On 09/12/2011 02:50 PM, Ian G wrote:

On 13/09/2011, at 5:12, Marsh Ray<[email protected]>  wrote:

It never was, and yet, it is asked to do that routinely today.

This is where threat modeling falls flat.

The more generally useful a communications facility that you
develop, the less knowledge and control the engineer has about the
conditions under which it will be used.

SSL/TLS is very general and very useful. We can place very little
restriction on how it is deployed.

To be fair, I think this part has been done very well by the
designers.  I get the feeling that the original designers really
didn't understand anything at the business and architecture side,

What I hear from the old-timers is that Netscape did, in fact, design it with the explicit goal of getting people to feel comfortable about using their CC#s online. It was certainly marketed that way, on television even.

On the other hand, give an engineer that requirement and you're likely to end up with a low level toolbox.

so
backed off and decided to secure a low level toolbox as best as
possible. In this case TCP.

I guess we've all been there, I know I have.

If they had then said SSL (inc. PKI) secures TCP against a broad
range of attacks, then all would have been consistent.

What part of "Secure Sockets Layer" is ambiguous?

Especially back in the 90's - active attacks and MitM were not always taken seriously in the threat model. Perhaps similar to how car manufacturers seem to regard the threat of targeted RF attacks via Bluetooth today.

For example, this Schneier-Mudge-Wagner paper from 1999 http://www.schneier.com/paper-pptpv2.html completely ignores the active attack which allows authentication forwarding. I ran down Mudge at a conference and asked him about it, he said "yeah, we just weren't considering it".

SSL was developed several years before that. I doubt its designers had a good idea what the PKI it would be hung from would look like.
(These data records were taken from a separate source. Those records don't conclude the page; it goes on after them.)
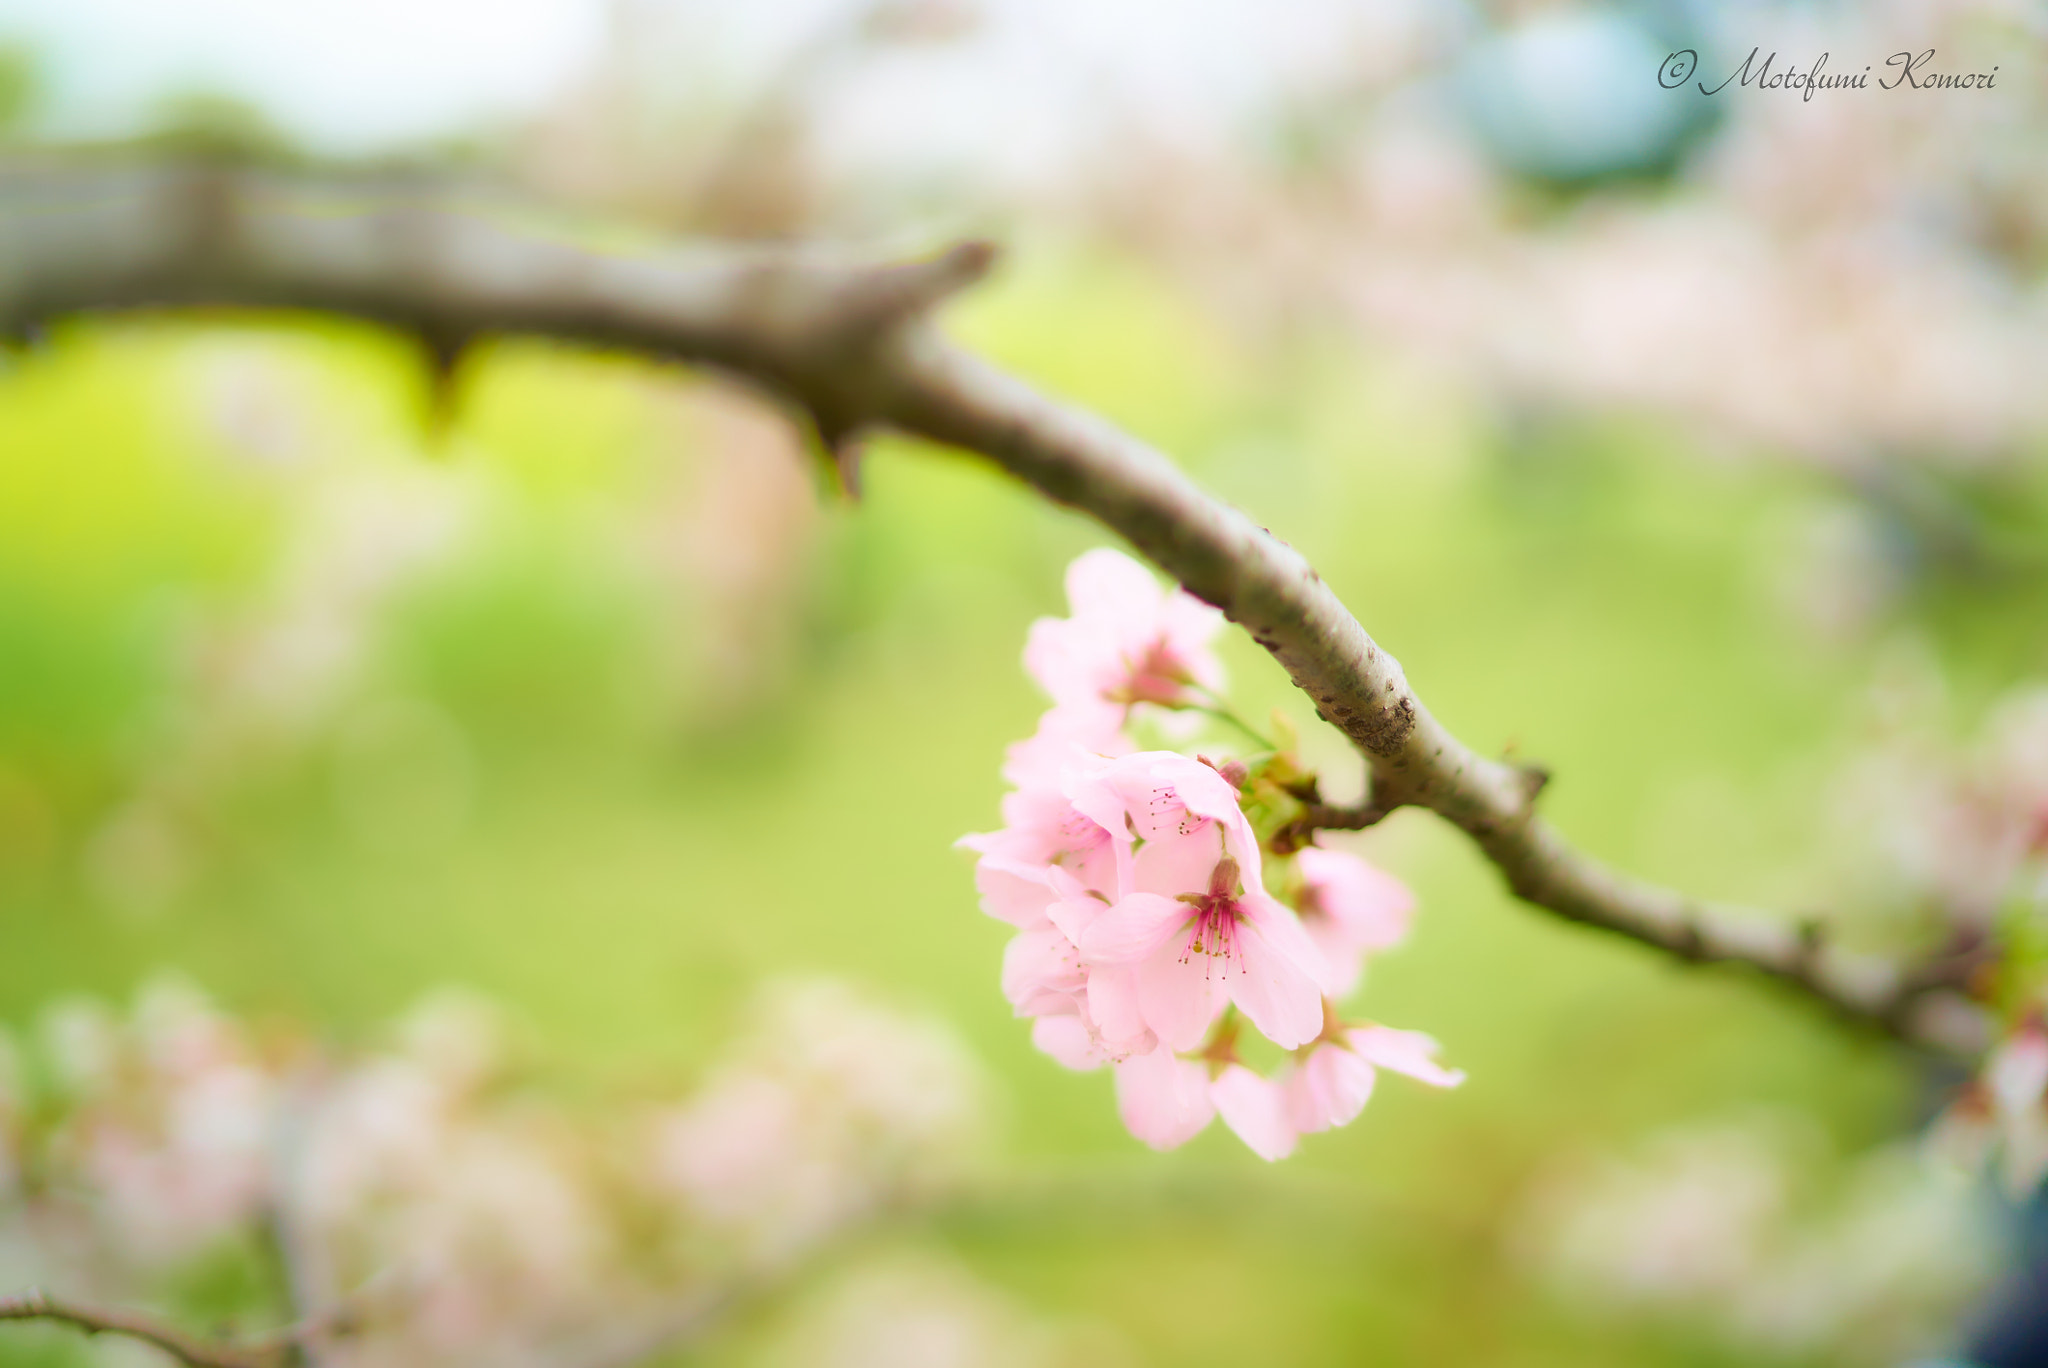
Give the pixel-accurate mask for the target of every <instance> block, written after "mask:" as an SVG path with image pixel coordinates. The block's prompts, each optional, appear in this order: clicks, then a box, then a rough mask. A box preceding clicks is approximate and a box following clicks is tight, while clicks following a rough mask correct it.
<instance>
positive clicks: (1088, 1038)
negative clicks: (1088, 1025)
mask: <svg viewBox="0 0 2048 1368" xmlns="http://www.w3.org/2000/svg"><path fill="white" fill-rule="evenodd" d="M1030 1042H1032V1044H1034V1046H1038V1051H1042V1053H1044V1055H1051V1057H1053V1059H1057V1061H1059V1063H1061V1065H1065V1067H1069V1069H1075V1071H1087V1069H1100V1067H1102V1065H1106V1063H1110V1053H1108V1051H1106V1049H1102V1042H1100V1038H1098V1036H1096V1032H1094V1030H1092V1028H1090V1026H1087V1022H1085V1020H1081V1016H1079V1014H1077V1012H1071V1014H1059V1016H1040V1018H1038V1020H1036V1022H1032V1024H1030Z"/></svg>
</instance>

Even today we hear knowledgeable people still saying "MitM is so hard that the attacker will probably just do X instead".

But, as soon as we get to business, these claims loose foundation.
Can it be used to secure credit cards? Websites? Love-chat?
Dissident planning?

The answer is ... Dunno!  Seriously, we have no clue.

Well we know what it's not good for (in its current form).

This attack data has got to be dynamite for the Bayesian risk analysts in the industry.